Don't look a gift horse in the mouth.
Neither Lucas nor Spielberg are in need of popularity, and certainly not money, which is the main reason for any sequel. It seems that Lucas will manage to stretch the Star Wars product forever, and Spielberg... well, he didn't get the nickname of Hollywood's King Midas for nothing. From the very beginning, it was clear that “Indy 4” would be a present from them to the fans. Take it as what it is, a present. Deeper insights will probably ruin your experience.
Yes, everything is there: they have made sure that all the elements common to other films of the series are present: punching fights, innumerable chases, humour, the charismatic sidekick, bugs and reptiles, dark catacombs,... Just hearing another character calling Harrison Ford “Dr.
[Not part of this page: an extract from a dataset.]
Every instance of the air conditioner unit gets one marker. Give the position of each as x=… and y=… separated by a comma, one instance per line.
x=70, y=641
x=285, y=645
Jones”, or having the main theme on the big screen again after such a long wait makes it all worth it.
However, certain aspects of the film deviate from the atmosphere present in the previous three films. A few far-fetched situations, even for Indiana Jones, somehow manage to ruin the credibility of all other things, humanly impossible and still believable, that the character has done in previous films (Indy is not 007!). Some scenes, like the very first one, seem to be unnecessary long and reduce the pace of the film and makes it harder for the spectator to get into the story. And of course, there is what Indy's new adventure is about: it seems to fit perfectly with the others when, suddenly... well, we are taken in a direction where we don't want to go! (you'd better watch and judge for yourself).
Something similar happens with the load of visual effects. Just as we saw in Star Wars, the urge is felt, it seems, of making use and overuse of the new technologies where they hadn't been needed before. The result, rather than Indy, feels more like watching its putative relative, The Mummy. Actors don't seem to get along with the new technologies either and so sometimes they just stand there looking around, unable to interact with the digital part of the set, fact which contributes to a couple of unsuccessful scenes.
One would think that after managing to go on without Sean Connery in the project quite believably, Spielberg would be able to rely on the rest of the cast (Karen Allen, from the first film, among them) to put strong empathetic characters into play, just as he usually does. Sadly, there are quite a few occasions in which the characters either don't seem to know what to say -or how- or they just come into the scene for no reason, and leave as clumsily. The combination of the relationship between the characters and the high level of adventure is not handled as successfully as it would have been expected, and we are left with a certain thirst for more personal moments and less action (and explanations!): moments to show us more of this new, older Indiana Jones, which is taking more and more after his father, or to enjoy Indy's reunion with his very first film girl.
Let's hope this is a momentary lapse for Spielberg's otherwise excellent craft, and that he is not finally listening to Lucas' directing suggestions.